Sebastiano: «I maschi anoressici esistono eccome»
«Sto raccontando sempre più spesso la mia storia perché non ci sono ragazzi che lo fanno e invece esistiamo». Sebastiano ha 29 anni e ha sofferto di anoressia e bulimia dai 16 ai 22. Adesso, dopo la laurea in filosofia con una tesi proprio sui disturbi dell’alimentazione, oltre al suo lavoro nel mondo della comunicazione all’Università di Vercelli fa il volontario all’Associazione Mi Nutro Di Vita gestendo con altri lo sportello di ascolto sulla malattia aperto nella sua città Biella.
Ci sono tre casi al maschile di disturbi dell’alimentazione ogni 7 donne malate, ma sono molti più nascosti delle ragazze.
Parla di tutto invece Sebastiano perché è anche parlandone che si esce dalla malattia, ma non racconta quello che faceva lui «perché so che chi è malato fa confronti». Sono confronti di peso e di abitudini che possono diventare spunti per dimagrire ancora nelle persone in cui è la malattia a prendere decisioni e non più l’individuo.
«Per me», racconta, «è stato il fatto di veder riconosciuta la malattia perché i ragazzi erano pochi e ancor meno quelli che volevano raccontare quello che avevano e chiedevano. Alcuni ospedali o cliniche non capivano come io, da uomo, potessi essere anoressico». Da qui sono venute diagnosi sbagliate di malattia mentale e farmaci per altre patologie. Il ragazzo, per i medici, non poteva essere anoressico anche se, racconta ora Sebastiano, «non c’era nessuna differenza con la ragazza anoressica ricoverata nello stesso reparto».
Anche fuori dall’ospedale la difficoltà per lui è sempre stata far comprendere che da uomo soffriva di una malattia che tutti gli studi declinavano solo al femminile. «Mi chiedevano se ero sicuro di essere malato o se ero omosessuale». Alla famiglia come alla scuola è però stato chiaro subito che qualcosa stava succedendo quando la sua perdita di peso è arrivata velocissima.

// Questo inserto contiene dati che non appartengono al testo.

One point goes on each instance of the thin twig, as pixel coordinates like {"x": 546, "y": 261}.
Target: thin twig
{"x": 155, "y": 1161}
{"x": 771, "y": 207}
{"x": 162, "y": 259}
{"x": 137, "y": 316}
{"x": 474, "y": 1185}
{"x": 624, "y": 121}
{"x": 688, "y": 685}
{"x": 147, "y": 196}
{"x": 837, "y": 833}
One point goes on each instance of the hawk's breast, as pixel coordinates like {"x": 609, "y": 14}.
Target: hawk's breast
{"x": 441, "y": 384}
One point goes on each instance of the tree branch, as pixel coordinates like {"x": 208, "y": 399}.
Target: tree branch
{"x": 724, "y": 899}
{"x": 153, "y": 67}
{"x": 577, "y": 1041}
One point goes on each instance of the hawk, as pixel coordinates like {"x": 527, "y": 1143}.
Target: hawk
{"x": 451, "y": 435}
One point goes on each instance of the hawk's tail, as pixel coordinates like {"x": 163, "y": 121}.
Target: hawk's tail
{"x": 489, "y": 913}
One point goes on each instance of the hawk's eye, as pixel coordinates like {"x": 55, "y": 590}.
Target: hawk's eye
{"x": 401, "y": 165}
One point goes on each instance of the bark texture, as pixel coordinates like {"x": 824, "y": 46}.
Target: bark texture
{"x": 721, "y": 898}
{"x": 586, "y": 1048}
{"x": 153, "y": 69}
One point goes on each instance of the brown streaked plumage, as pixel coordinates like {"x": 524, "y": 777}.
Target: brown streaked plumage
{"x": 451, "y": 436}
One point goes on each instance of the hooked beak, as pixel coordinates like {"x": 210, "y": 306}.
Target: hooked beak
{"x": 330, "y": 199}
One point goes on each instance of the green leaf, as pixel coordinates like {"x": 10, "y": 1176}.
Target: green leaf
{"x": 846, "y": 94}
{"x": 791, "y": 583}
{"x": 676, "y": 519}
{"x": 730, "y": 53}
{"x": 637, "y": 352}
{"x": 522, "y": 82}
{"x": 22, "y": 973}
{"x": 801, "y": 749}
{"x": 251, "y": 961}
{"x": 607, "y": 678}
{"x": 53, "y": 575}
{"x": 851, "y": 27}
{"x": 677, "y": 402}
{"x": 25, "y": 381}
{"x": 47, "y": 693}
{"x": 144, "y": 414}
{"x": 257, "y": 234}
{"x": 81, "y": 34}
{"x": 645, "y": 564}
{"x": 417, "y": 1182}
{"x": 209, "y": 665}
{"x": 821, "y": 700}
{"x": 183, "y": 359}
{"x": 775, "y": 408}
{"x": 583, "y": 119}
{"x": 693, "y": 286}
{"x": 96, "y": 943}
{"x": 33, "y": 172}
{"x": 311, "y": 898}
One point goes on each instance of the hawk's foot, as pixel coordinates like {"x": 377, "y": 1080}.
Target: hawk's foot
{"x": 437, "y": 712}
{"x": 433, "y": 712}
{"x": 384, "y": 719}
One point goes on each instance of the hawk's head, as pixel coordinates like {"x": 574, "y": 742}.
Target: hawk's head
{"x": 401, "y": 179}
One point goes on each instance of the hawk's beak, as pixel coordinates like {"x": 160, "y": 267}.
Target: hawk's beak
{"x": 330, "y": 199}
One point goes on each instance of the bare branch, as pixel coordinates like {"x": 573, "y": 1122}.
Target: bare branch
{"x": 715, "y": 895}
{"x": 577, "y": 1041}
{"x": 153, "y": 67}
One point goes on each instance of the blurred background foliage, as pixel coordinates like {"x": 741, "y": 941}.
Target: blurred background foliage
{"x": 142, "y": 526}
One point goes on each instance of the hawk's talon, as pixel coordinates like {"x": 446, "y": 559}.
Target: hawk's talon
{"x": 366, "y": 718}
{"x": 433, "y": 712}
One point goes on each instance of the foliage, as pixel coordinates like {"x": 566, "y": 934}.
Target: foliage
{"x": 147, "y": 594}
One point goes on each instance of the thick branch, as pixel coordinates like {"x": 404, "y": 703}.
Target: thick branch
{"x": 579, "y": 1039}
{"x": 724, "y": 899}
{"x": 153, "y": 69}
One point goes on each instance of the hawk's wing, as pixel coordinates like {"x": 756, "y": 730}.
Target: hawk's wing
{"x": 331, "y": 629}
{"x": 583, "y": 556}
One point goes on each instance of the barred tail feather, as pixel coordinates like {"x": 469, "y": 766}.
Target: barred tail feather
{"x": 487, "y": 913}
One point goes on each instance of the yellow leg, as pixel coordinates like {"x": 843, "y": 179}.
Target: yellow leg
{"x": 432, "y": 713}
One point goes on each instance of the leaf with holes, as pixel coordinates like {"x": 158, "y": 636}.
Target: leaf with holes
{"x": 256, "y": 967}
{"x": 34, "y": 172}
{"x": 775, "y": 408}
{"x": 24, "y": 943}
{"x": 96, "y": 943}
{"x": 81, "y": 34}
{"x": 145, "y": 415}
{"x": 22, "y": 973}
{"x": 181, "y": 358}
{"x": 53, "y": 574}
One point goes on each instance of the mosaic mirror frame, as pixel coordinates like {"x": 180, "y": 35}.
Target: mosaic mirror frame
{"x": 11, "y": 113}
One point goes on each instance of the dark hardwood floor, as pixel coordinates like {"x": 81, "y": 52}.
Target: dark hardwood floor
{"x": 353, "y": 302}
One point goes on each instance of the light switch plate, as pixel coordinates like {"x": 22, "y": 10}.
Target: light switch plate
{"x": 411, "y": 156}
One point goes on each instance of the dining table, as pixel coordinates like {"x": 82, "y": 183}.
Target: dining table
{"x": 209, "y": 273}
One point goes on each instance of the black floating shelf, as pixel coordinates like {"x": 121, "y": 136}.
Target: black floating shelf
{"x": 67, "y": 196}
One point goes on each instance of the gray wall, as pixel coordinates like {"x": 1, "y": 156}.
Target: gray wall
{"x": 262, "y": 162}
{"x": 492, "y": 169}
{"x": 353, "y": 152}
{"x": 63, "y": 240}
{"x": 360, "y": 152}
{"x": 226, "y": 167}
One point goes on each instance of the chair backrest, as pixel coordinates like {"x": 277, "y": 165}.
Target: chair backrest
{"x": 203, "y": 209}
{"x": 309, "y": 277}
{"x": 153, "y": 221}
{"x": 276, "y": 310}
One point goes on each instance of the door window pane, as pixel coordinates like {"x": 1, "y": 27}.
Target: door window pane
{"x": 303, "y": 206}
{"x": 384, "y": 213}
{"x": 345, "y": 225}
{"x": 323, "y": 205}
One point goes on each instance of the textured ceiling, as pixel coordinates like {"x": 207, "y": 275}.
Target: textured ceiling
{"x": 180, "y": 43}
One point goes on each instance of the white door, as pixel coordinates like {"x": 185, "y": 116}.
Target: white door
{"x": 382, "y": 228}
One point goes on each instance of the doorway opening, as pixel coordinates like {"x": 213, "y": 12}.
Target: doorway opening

«All’inizio non volevo essere curato, ma non si può parlare di volontà, è la malattia che decide e non vuole che tu ti faccia curare. All’inizio ero euforico poi la malattia è diventata un peso. Dopo un tentativo di suicidio ho cominciato il mio percorso, prima in psichiatria, poi al centro delle Molinette di Torino, ma mi è stato negato il day hospital con il pasto assistito perché da uomo avrei destabilizzato l’ambiente tutto femminile. Ho ottenuto solo il pasto assistito una volta a settimana, ma mangiavo da solo, in una sala separata rispetto alle ragazze con un tirocinante che mi guardava».
Per Sebastiano è stato positivo invece il percorso fatto con psicologi e nutrizionisti alle Molinette. Questo lo ha convinto ad andare in una clinica specializzata di Varese. Per entrare ha dovuto dimostrare di essere malato e di voler guarire davanti a una commissione e attendere mesi perché c’erano altri due ragazzi e lui avrebbe occupato una stanza da solo togliendo il posto a un’altra persona.

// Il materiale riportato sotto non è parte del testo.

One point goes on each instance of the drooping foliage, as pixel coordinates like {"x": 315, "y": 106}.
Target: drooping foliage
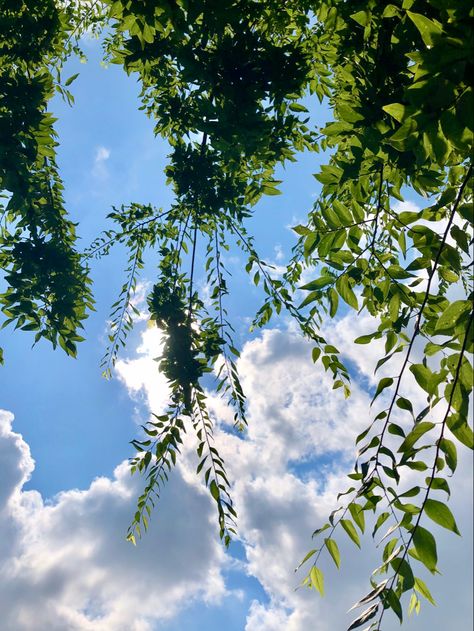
{"x": 224, "y": 82}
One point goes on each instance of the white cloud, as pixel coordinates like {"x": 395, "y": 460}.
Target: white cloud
{"x": 287, "y": 471}
{"x": 295, "y": 417}
{"x": 66, "y": 565}
{"x": 102, "y": 154}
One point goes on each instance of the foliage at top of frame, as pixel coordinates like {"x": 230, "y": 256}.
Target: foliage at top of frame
{"x": 224, "y": 82}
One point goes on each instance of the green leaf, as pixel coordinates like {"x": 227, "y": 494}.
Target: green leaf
{"x": 331, "y": 545}
{"x": 319, "y": 283}
{"x": 421, "y": 588}
{"x": 297, "y": 107}
{"x": 317, "y": 579}
{"x": 346, "y": 292}
{"x": 384, "y": 383}
{"x": 357, "y": 514}
{"x": 451, "y": 316}
{"x": 449, "y": 448}
{"x": 441, "y": 515}
{"x": 415, "y": 434}
{"x": 214, "y": 490}
{"x": 458, "y": 425}
{"x": 71, "y": 79}
{"x": 361, "y": 17}
{"x": 423, "y": 376}
{"x": 430, "y": 31}
{"x": 396, "y": 111}
{"x": 366, "y": 615}
{"x": 351, "y": 531}
{"x": 425, "y": 546}
{"x": 404, "y": 404}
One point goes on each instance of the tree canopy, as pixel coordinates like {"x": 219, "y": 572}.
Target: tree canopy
{"x": 224, "y": 84}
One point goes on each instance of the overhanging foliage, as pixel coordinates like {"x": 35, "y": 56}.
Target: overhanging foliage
{"x": 224, "y": 82}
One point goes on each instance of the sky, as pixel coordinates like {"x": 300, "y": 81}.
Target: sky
{"x": 66, "y": 494}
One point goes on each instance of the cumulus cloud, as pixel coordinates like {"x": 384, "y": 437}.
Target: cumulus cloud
{"x": 286, "y": 473}
{"x": 66, "y": 565}
{"x": 102, "y": 154}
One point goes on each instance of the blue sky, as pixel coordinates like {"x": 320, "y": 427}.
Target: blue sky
{"x": 66, "y": 492}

Non è stato uno di questi passi a portare Sebastiano alla guarigione. «C’è qualcosa di tutti, anche di quelli sbagliati nel percorso. Sono tante piccole cose di cui a volte non ti accorgi neanche». Quello che a lui è rimasto addosso di più è il rapporto con gli altri pazienti, più ancora che quello con i medici. Una certezza però c’è: lui «è una malattia e come tale va curata, in ospedali o con terapeuti, non basta la famiglia, i genitori devono fare i genitori, non servono dal punto di vista della cura. Il click nella testa della guarigione non scatta dal nulla, ma è il risultato di tutto quello che hai fatto nel tuo percorso che può essere molto diverso da quello di un’altra persona».
Il suo è un no alla ricerca ossessiva della causa della malattia. «Non serve a guarire. Io ho visto a distanza di anni dalla guarigione le cause della mia malattia e mi è stato chiaro che hanno influito bullismo e isolamento, ma sul momento non ci sono le parole per raccontarlo, diventi muto, il corpo diventa il tuo linguaggio».
Adesso invece il linguaggio è quello delle parole che usa per aiutare gli altri da volontario, con la speranza che diventi un lavoro a tempo pieno anche attraverso il libro che ha scritto sulla sua esperienza, Corri corvo corri, pubblicato da VentiTrè Edizioni. «Deve essere normale poterne parlare anche al maschile e servirebbe avere più centri e possibilità per spiegare alla famiglie quello che sta succedendo ai loro figli, per dare loro i mezzi per comprendere e farli sentire compresi senza avere sulle spalle il peso del far guarire il malato, cosa che non compito di una famiglia o degli amici».